Interestingly, Ying Yun comes directly after Wang’s pummelling all-male piece, Dialogue, for six dancers. At the same time that he’s creating Ying Yun, he’s also preparing Dialogue to go out on the road. So he finds himself rehearsing with guys all day, and women from late afternoon into the evening.
“You know, everybody says women talk a lot, but the ladies are really quiet and just working,” he says, laughing. “It’s the boys who are always talking and arguing and making jokes.”

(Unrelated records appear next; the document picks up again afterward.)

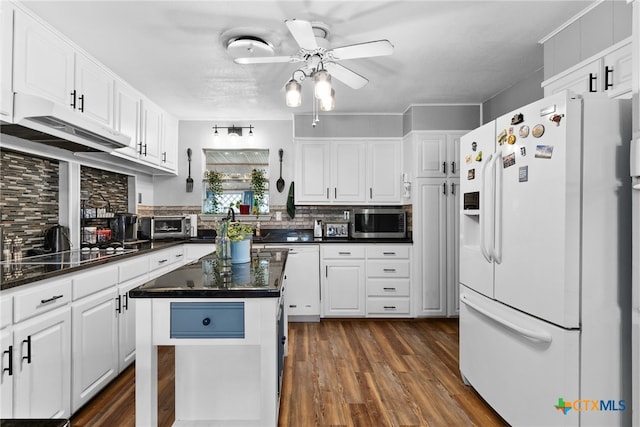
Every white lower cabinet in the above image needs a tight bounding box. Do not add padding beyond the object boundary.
[13,307,71,419]
[321,245,366,317]
[0,326,14,418]
[71,287,119,412]
[117,279,138,372]
[366,245,412,317]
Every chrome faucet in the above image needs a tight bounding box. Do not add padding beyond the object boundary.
[226,207,235,222]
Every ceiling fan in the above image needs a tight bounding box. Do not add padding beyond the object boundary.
[233,19,394,91]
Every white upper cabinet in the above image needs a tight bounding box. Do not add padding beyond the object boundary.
[413,132,464,178]
[113,80,141,158]
[295,138,402,205]
[139,99,164,165]
[367,140,402,202]
[13,9,74,108]
[13,9,114,127]
[1,2,14,121]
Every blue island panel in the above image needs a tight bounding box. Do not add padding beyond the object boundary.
[170,302,245,338]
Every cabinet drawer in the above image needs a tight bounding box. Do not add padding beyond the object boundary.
[366,298,411,315]
[322,245,365,259]
[14,279,72,323]
[170,302,244,339]
[366,260,410,278]
[150,247,184,269]
[72,264,118,300]
[0,295,12,329]
[367,279,410,297]
[119,256,150,283]
[366,246,410,259]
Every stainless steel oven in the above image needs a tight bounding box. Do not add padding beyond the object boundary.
[138,216,191,240]
[350,208,407,239]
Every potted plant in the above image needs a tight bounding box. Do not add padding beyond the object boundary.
[227,222,254,264]
[250,168,267,216]
[206,170,223,213]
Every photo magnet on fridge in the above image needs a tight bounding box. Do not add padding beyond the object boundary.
[519,166,528,182]
[503,152,516,168]
[535,145,554,159]
[468,168,476,180]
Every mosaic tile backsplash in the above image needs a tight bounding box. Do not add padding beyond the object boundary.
[0,149,59,251]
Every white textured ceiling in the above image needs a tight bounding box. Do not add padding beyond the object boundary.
[22,1,592,120]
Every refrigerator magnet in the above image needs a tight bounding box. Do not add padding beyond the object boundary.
[471,141,478,151]
[503,152,516,168]
[549,113,564,126]
[468,168,476,180]
[520,146,527,156]
[519,166,528,182]
[475,151,483,162]
[511,113,524,125]
[532,124,545,138]
[519,125,529,138]
[535,145,554,159]
[507,134,517,145]
[465,154,472,164]
[497,129,507,145]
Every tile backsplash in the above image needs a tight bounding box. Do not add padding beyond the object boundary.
[0,149,59,251]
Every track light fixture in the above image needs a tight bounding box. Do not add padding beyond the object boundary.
[212,124,254,138]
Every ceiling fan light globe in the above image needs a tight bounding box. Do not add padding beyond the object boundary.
[320,89,335,111]
[313,70,332,100]
[285,80,302,107]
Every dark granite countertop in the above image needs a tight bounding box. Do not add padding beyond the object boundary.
[0,239,214,291]
[129,249,287,299]
[254,228,413,244]
[0,420,69,427]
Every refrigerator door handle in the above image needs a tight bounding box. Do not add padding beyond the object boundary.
[492,152,503,264]
[460,295,553,343]
[480,153,494,262]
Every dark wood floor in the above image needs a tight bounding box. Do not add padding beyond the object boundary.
[70,319,507,426]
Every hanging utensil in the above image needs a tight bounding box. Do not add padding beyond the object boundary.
[186,148,194,192]
[276,148,285,193]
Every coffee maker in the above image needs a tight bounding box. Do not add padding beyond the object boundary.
[109,213,138,243]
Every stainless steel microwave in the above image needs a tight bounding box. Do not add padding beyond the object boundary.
[350,208,407,239]
[139,216,191,240]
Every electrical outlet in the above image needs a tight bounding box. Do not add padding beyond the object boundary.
[276,211,282,221]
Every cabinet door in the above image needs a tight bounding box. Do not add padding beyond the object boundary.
[368,140,401,203]
[1,2,14,121]
[414,179,447,316]
[447,179,460,316]
[13,10,74,108]
[74,53,114,126]
[295,141,331,203]
[71,288,118,412]
[414,133,447,178]
[543,59,601,97]
[13,307,71,419]
[140,100,164,165]
[0,327,13,419]
[161,114,179,171]
[284,248,320,318]
[113,80,141,158]
[603,42,633,98]
[321,260,366,317]
[118,280,138,372]
[446,134,463,178]
[332,141,366,202]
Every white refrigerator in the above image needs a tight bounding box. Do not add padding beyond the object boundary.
[631,132,639,427]
[459,91,632,427]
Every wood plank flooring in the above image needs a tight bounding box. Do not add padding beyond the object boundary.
[70,319,507,427]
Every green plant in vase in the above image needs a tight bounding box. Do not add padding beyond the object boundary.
[206,170,223,213]
[227,222,254,242]
[227,222,254,264]
[250,168,267,217]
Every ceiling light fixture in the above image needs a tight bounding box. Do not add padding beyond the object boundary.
[285,59,335,123]
[212,124,255,138]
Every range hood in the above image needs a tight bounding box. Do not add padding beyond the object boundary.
[0,92,130,152]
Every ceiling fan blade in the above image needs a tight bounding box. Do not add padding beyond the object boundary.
[234,56,302,65]
[285,19,318,50]
[330,40,394,60]
[324,62,369,90]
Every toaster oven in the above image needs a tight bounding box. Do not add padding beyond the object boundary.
[139,216,191,240]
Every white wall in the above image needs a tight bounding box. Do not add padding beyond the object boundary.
[153,119,294,208]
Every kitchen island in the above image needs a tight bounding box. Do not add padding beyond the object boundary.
[129,249,288,427]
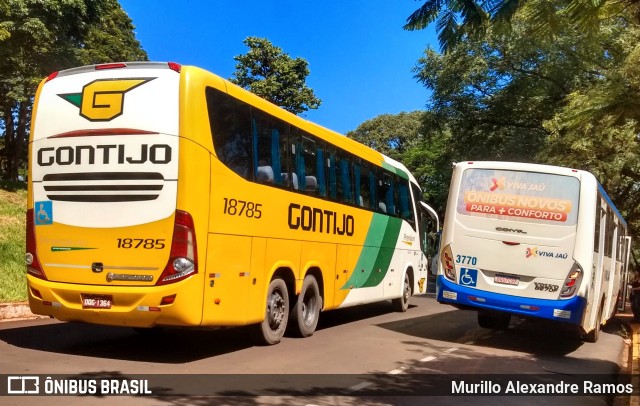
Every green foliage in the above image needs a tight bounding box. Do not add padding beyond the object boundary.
[0,188,27,302]
[404,0,640,53]
[230,37,321,115]
[538,19,640,264]
[78,0,148,64]
[346,111,425,161]
[347,110,452,214]
[399,0,640,265]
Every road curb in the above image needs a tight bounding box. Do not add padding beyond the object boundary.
[0,301,46,322]
[630,320,640,406]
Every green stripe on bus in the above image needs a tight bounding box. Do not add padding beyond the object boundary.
[341,214,403,289]
[382,162,408,180]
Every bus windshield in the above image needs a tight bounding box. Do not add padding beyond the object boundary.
[456,168,580,226]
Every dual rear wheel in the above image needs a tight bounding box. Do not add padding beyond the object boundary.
[251,275,322,345]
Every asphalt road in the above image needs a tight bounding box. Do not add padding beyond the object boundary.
[0,295,632,405]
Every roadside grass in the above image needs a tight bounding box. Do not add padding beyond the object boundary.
[0,185,27,302]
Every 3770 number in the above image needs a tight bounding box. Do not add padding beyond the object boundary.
[456,255,478,265]
[223,198,262,219]
[117,238,165,249]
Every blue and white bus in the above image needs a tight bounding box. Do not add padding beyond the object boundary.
[437,161,631,342]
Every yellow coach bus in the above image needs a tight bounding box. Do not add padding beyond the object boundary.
[26,62,438,344]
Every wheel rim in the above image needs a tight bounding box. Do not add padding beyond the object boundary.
[403,277,410,303]
[267,288,286,331]
[301,289,317,326]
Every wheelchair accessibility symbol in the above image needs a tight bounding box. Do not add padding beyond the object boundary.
[34,201,53,225]
[459,267,478,287]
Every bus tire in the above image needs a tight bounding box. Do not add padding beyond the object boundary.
[392,272,411,312]
[584,305,602,343]
[290,275,321,337]
[251,278,289,345]
[477,312,511,330]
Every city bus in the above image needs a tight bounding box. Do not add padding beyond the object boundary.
[437,161,631,342]
[26,61,439,345]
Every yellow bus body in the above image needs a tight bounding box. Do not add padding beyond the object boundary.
[27,63,436,337]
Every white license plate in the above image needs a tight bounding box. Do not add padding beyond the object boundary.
[82,295,112,309]
[494,274,519,286]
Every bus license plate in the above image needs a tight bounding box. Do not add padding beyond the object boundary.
[494,274,519,286]
[82,295,112,309]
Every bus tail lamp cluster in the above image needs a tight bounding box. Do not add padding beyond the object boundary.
[560,262,583,298]
[157,210,198,285]
[25,209,48,280]
[441,244,456,281]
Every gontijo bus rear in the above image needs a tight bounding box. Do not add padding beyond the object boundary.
[437,161,630,342]
[27,62,437,344]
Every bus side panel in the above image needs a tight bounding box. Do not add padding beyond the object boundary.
[201,234,252,326]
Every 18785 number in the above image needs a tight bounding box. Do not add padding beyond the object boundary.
[223,198,262,219]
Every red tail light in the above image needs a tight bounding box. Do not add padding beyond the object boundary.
[26,209,47,280]
[95,63,127,70]
[560,262,583,298]
[156,211,198,285]
[441,244,456,281]
[46,71,59,82]
[167,62,182,72]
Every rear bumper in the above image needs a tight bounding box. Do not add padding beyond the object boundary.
[27,274,204,328]
[436,275,585,325]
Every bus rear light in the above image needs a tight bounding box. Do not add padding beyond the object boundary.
[560,262,583,298]
[157,210,198,285]
[46,71,59,82]
[168,62,182,72]
[160,294,177,305]
[441,244,456,281]
[95,63,127,70]
[26,209,47,280]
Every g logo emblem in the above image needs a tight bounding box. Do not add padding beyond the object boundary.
[58,78,155,121]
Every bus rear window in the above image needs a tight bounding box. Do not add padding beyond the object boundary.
[456,169,580,226]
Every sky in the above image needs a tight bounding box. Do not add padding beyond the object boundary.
[118,1,439,135]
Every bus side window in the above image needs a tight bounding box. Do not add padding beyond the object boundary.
[251,109,289,187]
[316,144,327,197]
[293,132,318,195]
[339,156,353,204]
[206,87,252,179]
[398,179,414,226]
[383,173,396,216]
[328,151,337,200]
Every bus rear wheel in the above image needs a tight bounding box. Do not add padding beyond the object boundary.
[584,305,602,343]
[477,311,511,330]
[251,278,289,345]
[289,275,321,337]
[392,273,411,312]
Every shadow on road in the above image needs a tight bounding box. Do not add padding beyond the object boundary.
[0,300,403,363]
[376,307,625,358]
[0,322,256,363]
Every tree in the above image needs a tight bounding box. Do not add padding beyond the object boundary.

It’s a busy time for Wang, who not only is building this new work for his own Wen Wei Dance, but has recently become artistic director of Ballet Edmonton (formerly Citie Ballet). He is shepherding the small company to the next level, launching regular three-show seasons, securing its first Canada Council grant, and taking it in a firmly contemporary direction. This means ample back-and-forth between the two provinces, creating new work there, as well as here on the West Coast for Wen Wei Dance—the latter an outlet for his more personal choreographic voice and for his melding of eastern and western ideas.
Wang agrees it’s the most prolific time in his career—a career he might never have had without the support of his mother in China.
“It’s kind of crazy. But I’m more confident in a way,” he allows. “When we’re young, we want to be the best. But now I don’t compare myself. I let it happen and not try to please anyone.”
Wen Wei Dance presents Ying Yun at the Scotiabank Dance Centre from Tuesday to next Saturday (February 19 to 23) as part of the Vancouver International Dance Showcase.